Estando a procural-o e não no-achando parece
que está na regra, e assim tambem sem o achar (segundo
68a regra de Barreiros); e porque não tambem
em achal-o, pela regra do infinitivo do dr. T. de Mello
e outros?

Estando eu o procurando, ou estando eu á o procurar.
E’ gallicismo e por isso o condemnam; e o medo
desse gallicismo, parece, é o que motivou a inventiva
da regra para a preposição à. Mas então como deve
ser? não estando eu a procural-o? ou não no estando eu
á procurar
? Não no podendo nós achar? ou não podendo
nós achal-o
? Indo eu para o procurar ou para
procural-o
? estando nós por procura-lo ou por o procurar?
Si à o procurar é gallicismo, porque não o
será tambem por o procurar? Questão de mero ouvido,
mais nada, ou então a regra é outra, que não souberam
os grammatistas inferir dos usos.

Por tanto: mandar-se pospôr o pronome aos infinitivos
e aos gerundios, assim sem mais nem menos e
inventando regras, é pura e simplesmente despotismo
de grammatico e pretenção de governar a lingua, que
se governa por leis naturaes, mas não pelos caprichos
de quem quer que seja. Não concorda, meu docto?

Si a collocação dos pronomes nos infinitivos dos verbos,
regidos de preposição, é livre e só depende do sentido
da phrase e do ouvido, liberrima é essa collocação
quando o infinitivo é regido por outro verbo, ou antes
essa collocação depende de outras circumstancias, para
as quaes talvez haja regras.
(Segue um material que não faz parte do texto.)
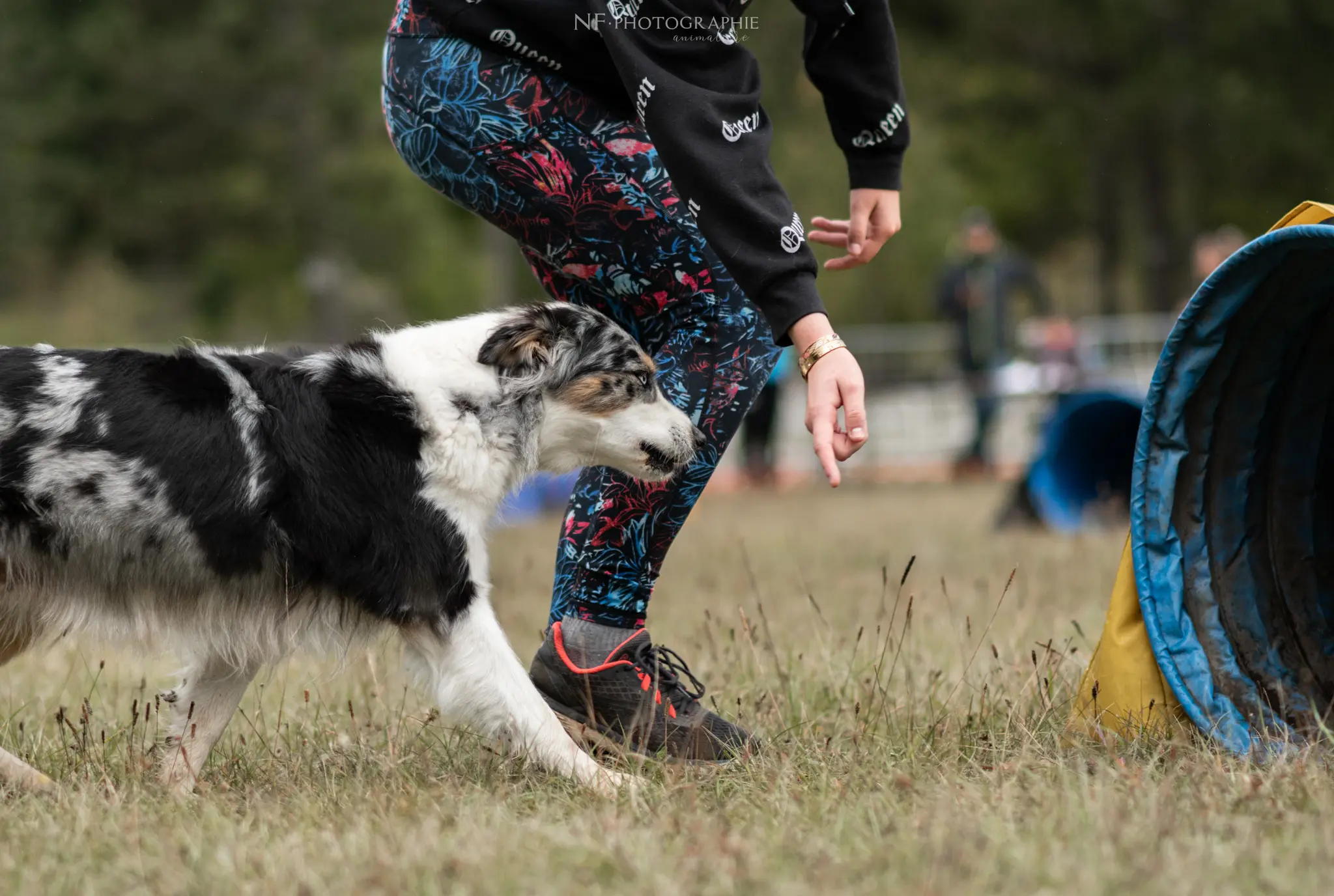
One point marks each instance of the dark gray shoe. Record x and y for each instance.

Vou vê-lo está direito, e
assim tambem não vou ve-lo; mas não vou o-ver dizem
que está errado, pois deve ser não o vou ver, tambem
admittem ve-lo não vou, e ainda melhor à ve-lo não
vou
Tem bôas as puristas!

A presença da negativa na phrase é tal, que vem á
dar com a regra do gerundio por terra; e na realidade
69não se sabe si devemos dizer não deixando-se levar
pelas apparencias
ou não se-deixando levar pelas apparencias
ou ainda não deixando levar-se pelas apparencias.

No primeiro caso respeita-se a regra de «pospôr-se
ao gerundio o pronome» mas transgride-se uma regra á
cerca dos adverbios; no segundo caso acontece o inverso;
no terceiro vai-se pela regra do infinitivo.

Para concluir o exame da posição que deve occupar
o pronome com os infinitivos citemos ainda palavras de
Arthur Barreiros: «Quando na oração concorrerem dous
verbos e um pronome, escreve-se o pronome ou depois do
primeiro ou depois do segundo verbo, ligado por um
traço de união.»

Isto quer dizer que o pronome é sempre enclitico
à um dos verbos, e por isso diz Arthur Barreiros, que é
errado quer se-ferir, póde se-attribuir, onde o pronome
é proclitico do verbo no infinitivo, e aconselha o pronome
enclitico, e que se diga: póde attribuir-se ou
pode-se attribuir, e quer referir-se ou quer-se referir.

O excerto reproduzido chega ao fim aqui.